Once the stack is up, the API is on port 8000 (open, no auth). {JOB} is the 12-hex id returned by POST /jobs.

# submit a job -> {"job_id":"<12hex>","status":"queued"}
curl -s -X POST localhost:8000/jobs -H 'content-type: application/json' \
  -d '{"query":"Competitive landscape of self-hosted small embedding models in 2026"}'
# optionally cap work: -d '{"query":"...","max_turns":50,"max_seconds":3600}'

JOB=abc123def456

# list all jobs (live + on-disk), newest first
curl -s localhost:8000/jobs

# single job status
curl -s localhost:8000/jobs/$JOB

# per-job metrics feed (drives the dashboard)
curl -s localhost:8000/jobs/$JOB/stats

# tail of the Pi agent log (last 8000 chars)
curl -s localhost:8000/jobs/$JOB/log

# download the dataroom AS-IT-IS-NOW (works mid-run)
curl -s -OJ localhost:8000/jobs/$JOB/snapshot

# download the FINAL dataroom zip (409 until the job stops)
curl -s -OJ localhost:8000/jobs/$JOB/result

# read one dataroom file (path is relative to the job's dataroom/ dir)
curl -s 'localhost:8000/jobs/'$JOB'/file?path=SUMMARY.md'

# open the live dashboard in a browser
open http://localhost:8000/jobs/$JOB/dashboard

There is also a minimal submit page at GET / and a liveness probe at GET /health ({"ok":true}).

Architecture

Two containers on a single GPU host: daas-llama serves the model, daas-app runs the FastAPI orchestrator + the Pi agent + the embedding index.
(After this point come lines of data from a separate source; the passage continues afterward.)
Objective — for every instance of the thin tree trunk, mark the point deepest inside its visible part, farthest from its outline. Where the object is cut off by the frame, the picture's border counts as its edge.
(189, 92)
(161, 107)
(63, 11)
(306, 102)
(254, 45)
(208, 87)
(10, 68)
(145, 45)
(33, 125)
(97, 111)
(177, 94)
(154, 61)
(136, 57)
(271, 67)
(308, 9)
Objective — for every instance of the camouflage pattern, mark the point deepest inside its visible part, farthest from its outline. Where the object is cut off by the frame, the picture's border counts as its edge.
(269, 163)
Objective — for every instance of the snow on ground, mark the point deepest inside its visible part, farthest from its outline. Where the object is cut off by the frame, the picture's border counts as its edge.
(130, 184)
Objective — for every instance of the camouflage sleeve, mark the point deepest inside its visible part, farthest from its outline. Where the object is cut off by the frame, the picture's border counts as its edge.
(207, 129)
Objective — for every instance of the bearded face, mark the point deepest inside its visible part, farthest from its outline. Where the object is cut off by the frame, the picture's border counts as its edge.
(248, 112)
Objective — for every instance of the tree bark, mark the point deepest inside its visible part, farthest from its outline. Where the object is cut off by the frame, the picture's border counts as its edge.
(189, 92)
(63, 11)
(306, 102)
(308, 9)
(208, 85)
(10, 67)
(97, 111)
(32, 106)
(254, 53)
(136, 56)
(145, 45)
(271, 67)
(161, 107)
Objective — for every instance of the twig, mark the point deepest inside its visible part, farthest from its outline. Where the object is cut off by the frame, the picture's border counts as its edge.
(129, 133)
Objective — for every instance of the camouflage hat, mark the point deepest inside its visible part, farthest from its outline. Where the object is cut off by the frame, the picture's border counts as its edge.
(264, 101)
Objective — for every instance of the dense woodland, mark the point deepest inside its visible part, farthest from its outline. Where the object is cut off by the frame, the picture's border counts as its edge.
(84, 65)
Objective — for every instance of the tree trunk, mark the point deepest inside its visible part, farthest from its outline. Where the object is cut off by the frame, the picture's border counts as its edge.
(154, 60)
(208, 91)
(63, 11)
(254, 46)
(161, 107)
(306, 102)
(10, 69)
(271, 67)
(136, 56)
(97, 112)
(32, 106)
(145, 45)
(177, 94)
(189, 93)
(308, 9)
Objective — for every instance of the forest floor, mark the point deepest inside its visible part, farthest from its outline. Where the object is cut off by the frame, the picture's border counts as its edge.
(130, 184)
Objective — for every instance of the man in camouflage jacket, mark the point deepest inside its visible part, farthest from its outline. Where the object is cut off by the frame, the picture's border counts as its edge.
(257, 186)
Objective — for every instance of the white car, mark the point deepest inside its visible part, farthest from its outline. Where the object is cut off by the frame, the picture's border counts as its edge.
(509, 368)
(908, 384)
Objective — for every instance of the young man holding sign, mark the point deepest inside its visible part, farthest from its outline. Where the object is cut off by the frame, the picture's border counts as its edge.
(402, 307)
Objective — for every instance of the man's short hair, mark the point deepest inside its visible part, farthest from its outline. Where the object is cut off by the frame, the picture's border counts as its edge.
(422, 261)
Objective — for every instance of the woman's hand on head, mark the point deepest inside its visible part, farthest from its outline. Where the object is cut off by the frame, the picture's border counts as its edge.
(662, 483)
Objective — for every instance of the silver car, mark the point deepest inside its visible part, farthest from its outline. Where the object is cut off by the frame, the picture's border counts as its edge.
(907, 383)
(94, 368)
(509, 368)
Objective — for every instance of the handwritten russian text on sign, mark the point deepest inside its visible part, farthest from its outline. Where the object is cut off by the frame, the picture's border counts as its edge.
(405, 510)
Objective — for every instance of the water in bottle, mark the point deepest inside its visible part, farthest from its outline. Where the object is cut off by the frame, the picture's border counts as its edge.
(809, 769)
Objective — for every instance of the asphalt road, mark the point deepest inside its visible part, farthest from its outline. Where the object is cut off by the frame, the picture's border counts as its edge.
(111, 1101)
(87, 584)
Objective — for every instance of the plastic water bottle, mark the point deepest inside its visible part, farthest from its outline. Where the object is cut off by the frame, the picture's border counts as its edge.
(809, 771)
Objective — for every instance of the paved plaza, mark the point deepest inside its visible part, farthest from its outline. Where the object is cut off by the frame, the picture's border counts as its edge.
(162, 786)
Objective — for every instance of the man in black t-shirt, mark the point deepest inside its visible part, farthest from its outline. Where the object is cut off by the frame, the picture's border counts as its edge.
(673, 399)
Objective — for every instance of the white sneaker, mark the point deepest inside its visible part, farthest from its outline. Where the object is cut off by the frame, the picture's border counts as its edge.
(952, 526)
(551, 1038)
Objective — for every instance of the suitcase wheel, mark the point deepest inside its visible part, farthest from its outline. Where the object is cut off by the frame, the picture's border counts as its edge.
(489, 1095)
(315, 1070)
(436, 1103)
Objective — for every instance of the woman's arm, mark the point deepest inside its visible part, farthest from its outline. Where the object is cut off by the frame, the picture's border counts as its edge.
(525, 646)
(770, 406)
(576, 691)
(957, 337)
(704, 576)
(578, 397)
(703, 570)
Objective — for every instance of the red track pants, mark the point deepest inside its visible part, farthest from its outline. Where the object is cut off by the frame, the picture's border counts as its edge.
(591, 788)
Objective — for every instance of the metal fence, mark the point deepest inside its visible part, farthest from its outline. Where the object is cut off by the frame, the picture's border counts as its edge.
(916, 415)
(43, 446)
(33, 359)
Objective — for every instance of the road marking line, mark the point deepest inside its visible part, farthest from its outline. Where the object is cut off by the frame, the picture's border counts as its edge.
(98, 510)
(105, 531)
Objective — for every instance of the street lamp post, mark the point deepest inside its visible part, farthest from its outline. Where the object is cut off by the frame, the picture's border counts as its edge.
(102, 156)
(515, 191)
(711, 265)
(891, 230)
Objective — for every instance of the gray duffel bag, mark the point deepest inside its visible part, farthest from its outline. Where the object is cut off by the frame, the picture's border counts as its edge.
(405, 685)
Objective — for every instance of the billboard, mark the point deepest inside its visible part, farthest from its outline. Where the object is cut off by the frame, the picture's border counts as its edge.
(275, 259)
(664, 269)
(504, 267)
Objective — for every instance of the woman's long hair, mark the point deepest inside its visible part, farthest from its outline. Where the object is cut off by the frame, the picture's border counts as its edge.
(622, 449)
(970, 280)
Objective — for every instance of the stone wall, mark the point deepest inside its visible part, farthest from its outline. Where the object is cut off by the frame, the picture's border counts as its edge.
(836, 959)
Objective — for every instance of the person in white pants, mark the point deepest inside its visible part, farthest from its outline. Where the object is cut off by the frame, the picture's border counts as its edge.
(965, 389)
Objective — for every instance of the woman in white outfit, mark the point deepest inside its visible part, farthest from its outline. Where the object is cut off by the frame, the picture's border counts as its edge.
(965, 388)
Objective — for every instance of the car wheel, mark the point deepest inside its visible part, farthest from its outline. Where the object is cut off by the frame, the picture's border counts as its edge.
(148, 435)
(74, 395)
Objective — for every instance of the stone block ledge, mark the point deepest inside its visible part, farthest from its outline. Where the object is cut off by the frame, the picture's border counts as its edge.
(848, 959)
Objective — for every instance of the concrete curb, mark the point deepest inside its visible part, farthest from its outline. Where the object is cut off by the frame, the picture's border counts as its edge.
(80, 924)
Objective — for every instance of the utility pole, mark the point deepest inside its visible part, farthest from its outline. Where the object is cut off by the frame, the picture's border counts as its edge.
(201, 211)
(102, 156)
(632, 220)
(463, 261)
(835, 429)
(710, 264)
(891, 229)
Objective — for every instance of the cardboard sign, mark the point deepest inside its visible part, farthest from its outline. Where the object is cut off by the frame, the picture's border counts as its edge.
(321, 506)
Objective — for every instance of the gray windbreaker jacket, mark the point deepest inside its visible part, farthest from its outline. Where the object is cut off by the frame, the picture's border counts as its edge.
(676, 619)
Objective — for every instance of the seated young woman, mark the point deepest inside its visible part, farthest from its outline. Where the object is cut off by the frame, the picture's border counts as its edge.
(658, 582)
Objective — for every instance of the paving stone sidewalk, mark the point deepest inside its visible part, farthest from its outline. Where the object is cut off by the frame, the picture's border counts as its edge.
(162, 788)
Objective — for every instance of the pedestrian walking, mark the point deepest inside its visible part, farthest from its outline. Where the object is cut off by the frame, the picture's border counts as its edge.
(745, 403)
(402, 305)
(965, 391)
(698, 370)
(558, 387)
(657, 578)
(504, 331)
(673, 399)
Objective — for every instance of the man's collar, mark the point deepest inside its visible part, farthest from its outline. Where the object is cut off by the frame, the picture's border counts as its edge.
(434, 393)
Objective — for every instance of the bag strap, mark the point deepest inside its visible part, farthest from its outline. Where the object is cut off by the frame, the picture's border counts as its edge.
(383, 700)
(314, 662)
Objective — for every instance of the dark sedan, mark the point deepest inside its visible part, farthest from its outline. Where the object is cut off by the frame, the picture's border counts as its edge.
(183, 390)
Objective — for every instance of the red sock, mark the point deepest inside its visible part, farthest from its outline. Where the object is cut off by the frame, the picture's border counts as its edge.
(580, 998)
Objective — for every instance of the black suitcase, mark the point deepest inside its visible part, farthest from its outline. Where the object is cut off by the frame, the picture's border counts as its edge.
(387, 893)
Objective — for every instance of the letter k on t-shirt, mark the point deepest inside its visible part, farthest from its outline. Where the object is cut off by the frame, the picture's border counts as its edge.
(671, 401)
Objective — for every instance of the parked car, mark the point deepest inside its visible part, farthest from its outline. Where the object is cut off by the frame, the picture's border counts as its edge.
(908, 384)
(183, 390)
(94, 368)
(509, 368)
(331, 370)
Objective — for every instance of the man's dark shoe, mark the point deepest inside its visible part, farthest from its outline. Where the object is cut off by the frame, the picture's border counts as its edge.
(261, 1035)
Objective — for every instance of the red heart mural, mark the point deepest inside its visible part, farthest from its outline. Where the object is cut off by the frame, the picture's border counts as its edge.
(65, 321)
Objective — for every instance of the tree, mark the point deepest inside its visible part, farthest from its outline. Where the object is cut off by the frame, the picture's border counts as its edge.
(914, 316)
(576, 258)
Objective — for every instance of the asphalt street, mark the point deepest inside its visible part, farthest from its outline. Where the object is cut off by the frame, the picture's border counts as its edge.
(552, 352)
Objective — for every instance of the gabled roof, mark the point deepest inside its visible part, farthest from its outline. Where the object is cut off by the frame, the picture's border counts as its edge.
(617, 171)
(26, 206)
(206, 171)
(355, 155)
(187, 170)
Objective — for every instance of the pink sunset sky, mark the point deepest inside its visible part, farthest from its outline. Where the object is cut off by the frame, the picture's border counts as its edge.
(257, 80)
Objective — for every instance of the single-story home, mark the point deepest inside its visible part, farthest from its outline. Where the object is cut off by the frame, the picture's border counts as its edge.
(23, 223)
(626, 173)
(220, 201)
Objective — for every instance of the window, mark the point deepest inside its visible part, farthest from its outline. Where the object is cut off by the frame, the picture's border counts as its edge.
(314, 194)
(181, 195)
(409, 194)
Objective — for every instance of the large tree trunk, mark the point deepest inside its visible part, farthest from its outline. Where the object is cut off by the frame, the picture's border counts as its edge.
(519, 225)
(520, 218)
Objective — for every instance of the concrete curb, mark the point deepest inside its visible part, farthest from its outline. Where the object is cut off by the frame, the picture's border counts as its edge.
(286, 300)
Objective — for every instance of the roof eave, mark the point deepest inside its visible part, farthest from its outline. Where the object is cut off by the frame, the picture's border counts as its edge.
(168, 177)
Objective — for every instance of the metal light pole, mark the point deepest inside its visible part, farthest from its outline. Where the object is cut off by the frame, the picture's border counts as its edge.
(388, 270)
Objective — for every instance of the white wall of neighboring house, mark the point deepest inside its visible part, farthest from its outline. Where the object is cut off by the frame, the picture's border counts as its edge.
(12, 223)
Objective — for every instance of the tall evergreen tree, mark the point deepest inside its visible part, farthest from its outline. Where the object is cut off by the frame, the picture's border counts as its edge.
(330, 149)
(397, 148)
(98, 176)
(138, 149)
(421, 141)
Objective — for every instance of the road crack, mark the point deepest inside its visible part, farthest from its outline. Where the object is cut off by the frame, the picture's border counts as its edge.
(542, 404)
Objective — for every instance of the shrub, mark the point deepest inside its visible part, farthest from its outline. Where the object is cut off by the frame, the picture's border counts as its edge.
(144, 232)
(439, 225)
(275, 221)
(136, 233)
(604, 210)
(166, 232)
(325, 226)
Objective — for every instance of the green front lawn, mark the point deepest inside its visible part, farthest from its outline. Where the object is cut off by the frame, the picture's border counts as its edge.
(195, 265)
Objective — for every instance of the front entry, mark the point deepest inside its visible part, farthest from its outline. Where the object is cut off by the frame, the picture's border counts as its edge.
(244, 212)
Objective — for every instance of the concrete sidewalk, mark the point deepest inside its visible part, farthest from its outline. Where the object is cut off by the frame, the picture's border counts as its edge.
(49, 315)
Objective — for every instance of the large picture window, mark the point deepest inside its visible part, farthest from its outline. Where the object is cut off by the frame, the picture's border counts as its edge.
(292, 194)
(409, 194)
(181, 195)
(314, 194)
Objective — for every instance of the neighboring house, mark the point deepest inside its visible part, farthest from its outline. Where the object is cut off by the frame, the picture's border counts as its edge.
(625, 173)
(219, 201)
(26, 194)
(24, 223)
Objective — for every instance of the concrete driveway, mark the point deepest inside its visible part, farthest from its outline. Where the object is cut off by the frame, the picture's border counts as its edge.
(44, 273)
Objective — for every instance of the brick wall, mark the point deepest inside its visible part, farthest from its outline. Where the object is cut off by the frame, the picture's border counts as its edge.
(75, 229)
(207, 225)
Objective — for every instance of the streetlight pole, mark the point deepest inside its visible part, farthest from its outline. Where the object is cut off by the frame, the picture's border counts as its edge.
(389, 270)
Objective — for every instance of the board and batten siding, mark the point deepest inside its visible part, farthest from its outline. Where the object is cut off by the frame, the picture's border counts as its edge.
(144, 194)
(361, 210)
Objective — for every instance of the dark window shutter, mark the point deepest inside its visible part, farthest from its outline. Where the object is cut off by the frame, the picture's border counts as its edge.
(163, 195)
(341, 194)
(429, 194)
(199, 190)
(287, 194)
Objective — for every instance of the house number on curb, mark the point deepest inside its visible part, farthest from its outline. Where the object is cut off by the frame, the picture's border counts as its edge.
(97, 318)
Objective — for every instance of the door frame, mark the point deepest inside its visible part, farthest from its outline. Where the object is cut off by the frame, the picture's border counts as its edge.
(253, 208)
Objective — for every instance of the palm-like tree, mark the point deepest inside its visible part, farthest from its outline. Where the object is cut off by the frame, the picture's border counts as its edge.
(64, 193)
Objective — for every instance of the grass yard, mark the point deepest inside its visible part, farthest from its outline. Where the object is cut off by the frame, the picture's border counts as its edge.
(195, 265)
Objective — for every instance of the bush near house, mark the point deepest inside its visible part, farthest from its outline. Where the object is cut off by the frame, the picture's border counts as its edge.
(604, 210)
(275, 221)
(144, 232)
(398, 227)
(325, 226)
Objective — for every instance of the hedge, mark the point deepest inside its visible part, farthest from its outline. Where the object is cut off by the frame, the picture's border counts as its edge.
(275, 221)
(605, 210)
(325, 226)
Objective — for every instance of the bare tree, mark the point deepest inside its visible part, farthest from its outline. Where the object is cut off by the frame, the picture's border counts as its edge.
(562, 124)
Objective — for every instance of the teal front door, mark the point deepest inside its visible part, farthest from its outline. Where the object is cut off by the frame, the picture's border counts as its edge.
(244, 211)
The agent loops turns until the dataroom meets the outcome floor, then the orchestrator zips it.

flowchart LR
    user([User / curl / Web UI]) -->|POST /jobs query| api

    subgraph host["NVIDIA Docker host (single L4 24GB)"]
        subgraph appc["container: daas-app (:8000, GPU)"]
            api["FastAPI app.py<br/>/jobs /result /snapshot<br/>/file /stats /log /dashboard /health"]
            orch["orchestrator<br/>run_dataroom.py<br/>floor + ceiling guard"]
            pi["Pi coding agent<br/>pi --mode json --continue"]
            jina["jina CLI on PATH<br/>search / read / rerank / embed"]
            emb["v5-nano embedder<br/>EMBED_DEVICE=cpu (off-GPU)<br/>dataroom_index"]
            disk[("/data/jobs/&lt;id&gt;/<br/>dataroom/ + meta + logs")]
        end

        subgraph llamac["container: daas-llama (:8080, GPU)"]
            llama["llama-server<br/>Qwen3.6-35B-A3B UD-Q4_K_XL<br/>+ MTP draft, ctx 131072"]
        end
    end

    jinacloud([Jina API<br/>jina.ai]):::ext

    api -->|spawn thread + subprocess| orch
    orch -->|loop turns| pi
    pi -->|OpenAI-compat /v1<br/>LLAMA_URL| llama
    pi -->|bash| jina
    jina -->|JINA_API_KEY| jinacloud
    pi -->|index / search / dedup| emb
    pi -->|read / write / edit| disk
    emb -.reconcile.- disk
    orch -->|zip dataroom/| disk
    disk -->|GET /result or /snapshot .zip| user

    classDef ext fill:#eee,stroke:#999,stroke-dasharray:4 3;

By default llama-server serves Qwen3.6-35B-A3B-UD-Q4_K_XL.gguf (repo unsloth/Qwen3.6-35B-A3B-MTP-GGUF) with MTP draft flags, and the agent model id is qwen3.6.

Switching the model

One knob. Set MODEL=<hf_repo>/<file.gguf> in .env and re-run scripts/setup.sh. It derives the download repo and filename from MODEL, pulls the GGUF, and persists the filename so docker-compose serves the same file - download and serve stay in sync.

# .env  (default)
MODEL=unsloth/Qwen3.6-35B-A3B-MTP-GGUF/Qwen3.6-35B-A3B-UD-Q4_K_XL.gguf

That is all you change to swap the LLM. The rest are advanced overrides, rarely needed (leave unset to use the defaults derived from MODEL):

Env var Default Role
MODEL_ID qwen3.6 Agent-facing model id (Pi models.json / defaultModel). A free label; need not match the GGUF.
CHAT_TEMPLATE_FILE /templates/chat_template.jinja Jinja chat template inside the llama-server container.
SPEC_ARGS --spec-type draft-mtp --spec-draft-n-max 2 MTP / speculative-draft flags appended to llama-server.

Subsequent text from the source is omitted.